His death has left a void in the Korean left, which claims the investigation had been aggressive, politically motivated, and overtly sensationalised.

“At first I cursed him, but then I cried,” Eun-Ae Song, a primary school teacher and supporter of the former president and human rights lawyer’s policies told IPS. “He wasn’t one of those politicians seeking power and money, he was a representative of the common people,” she says.

The former president had been widely recognised as having effectively fought against state corruption, and was noticed internationally for bringing the North and South closer to pragmatic cooperation.

But conservatives mostly believe isolation – to trigger an economic collapse in the North – will do more for regime change than the cooperation agreements of previous presidents, a policy that angers Pyongyang. “North Korea was enraged and asked why the South didn’t accept what it called a historical agreement,” says Su-Jeong Kim.

But the North also faces changes. This month North Korean leader Kim Jong- Il appointed his third son Kim Jong-un to replace him in two years. Unlike his father, who assumed office after being firmly established in North Korean power structures, Kim Jong-un still lacks experience and connections, is just 26 years old, and has spent years studying in Switzerland.

Few dare predict the exact nature of upcoming changes: “Nobody knows what actually happens in the North and what his successor is like, but Kim-Jong- Il’s illness might make him more unpredictable, and he thinks the only way for his regime to survive is to get nuclear weapons before he dies.”

It was indeed North Korea’s nuclear test on May 25 that escalated already tense relations, not just with the South, but also with an international community unsure of Pyongyang’s progress toward producing or using nuclear weapons.

The following day South Korea joined 94 other countries in the U.S.-led Proliferation Security Initiative – created in 2003 to prevent the illegal distribution of weapons of mass destruction, and under which any vessel heading to North Korea is liable to inspection.

The North called it a “declaration of war,” threatened military action and nullified the Korean war armistice, signed in 1953, three years after the beginning of the Korean civil war.

However Pyongyang found itself in an unusually isolated position when Russia and China – traditional allies – for the first time joined the West in supporting a package of sanctions against the country at a U.N. Security Council meeting Friday.

But, while many hope China will be capable of influencing Kim-Jong Il, other analysts have warned against overestimating Chinese influence.

North Korea has in the past refused meetings with senior Chinese officials – including once shortly before a missile test carried out this year – and it has also refused calls from its largest trading partner to reform its economy according to the Chinese model.

In the meantime North Korea is responding harshly to the sanctions, promising to enrich uranium in a seemingly endless escalation.

South Korea is also taking action and, together with the U.S., it has announced a readjustment of their military alliance by 2012, which could include a U.S. guarantee of “nuclear protection.”
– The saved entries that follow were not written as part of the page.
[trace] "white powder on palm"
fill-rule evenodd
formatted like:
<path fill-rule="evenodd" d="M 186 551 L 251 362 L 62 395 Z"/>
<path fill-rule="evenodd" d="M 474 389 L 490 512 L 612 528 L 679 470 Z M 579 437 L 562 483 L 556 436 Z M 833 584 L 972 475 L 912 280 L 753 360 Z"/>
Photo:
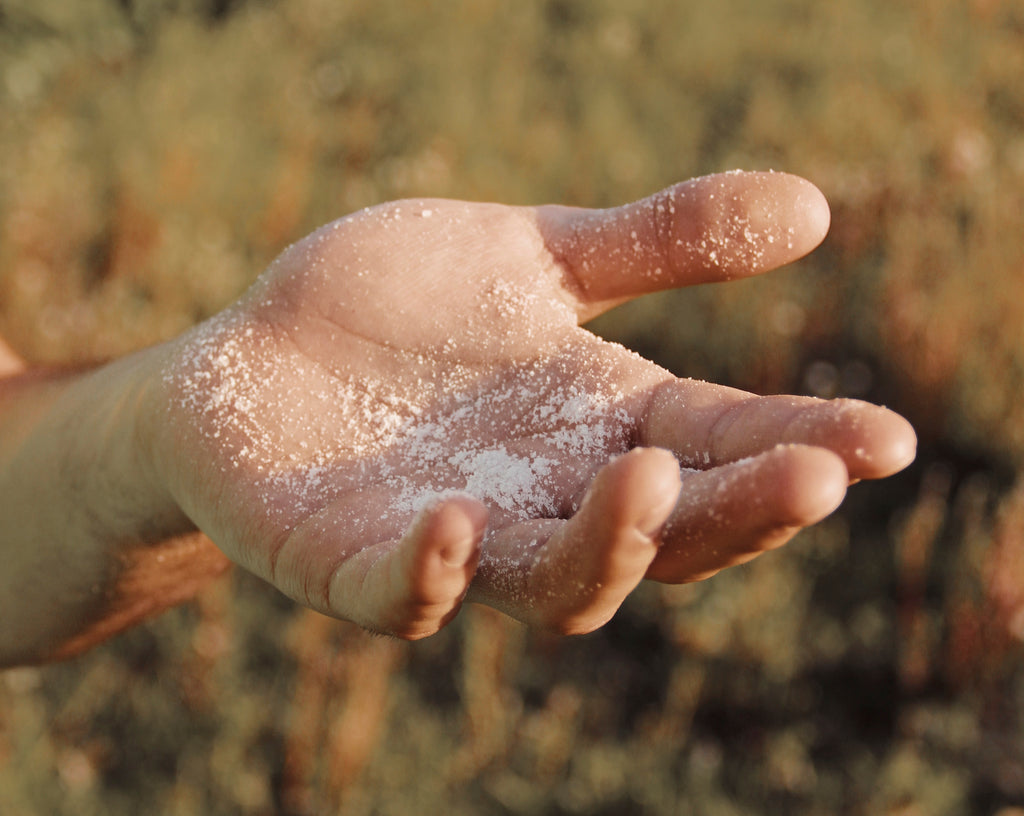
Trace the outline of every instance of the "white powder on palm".
<path fill-rule="evenodd" d="M 432 376 L 339 376 L 220 318 L 170 379 L 220 467 L 252 474 L 285 528 L 363 489 L 386 490 L 396 521 L 452 493 L 510 521 L 556 517 L 629 448 L 632 420 L 600 360 L 555 354 L 497 376 L 408 357 Z"/>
The capital Seoul and the 20 million living in its metropolitan area are located a mere 56 kilometres from the northern border, but South Koreans have grown accustomed to the threats.

The upgraded alliance is opposed by supporters of the left, who feel the 28,500 U.S. troops presently stationed in the Korean peninsula are part of the problem: “North and South Koreans are the same people, I don’t think they would ever bomb us. The U.S. presence just escalates tensions, they should leave Korea,” Lee Ji Sung, a student of sociology participating in an anti- government rally here told IPS.

The left say a war effort from the North would most certainly result in a massive retaliation, and the successive nuclear provocations from the Northern side should be seen as simply a way to gain leverage in negotiations.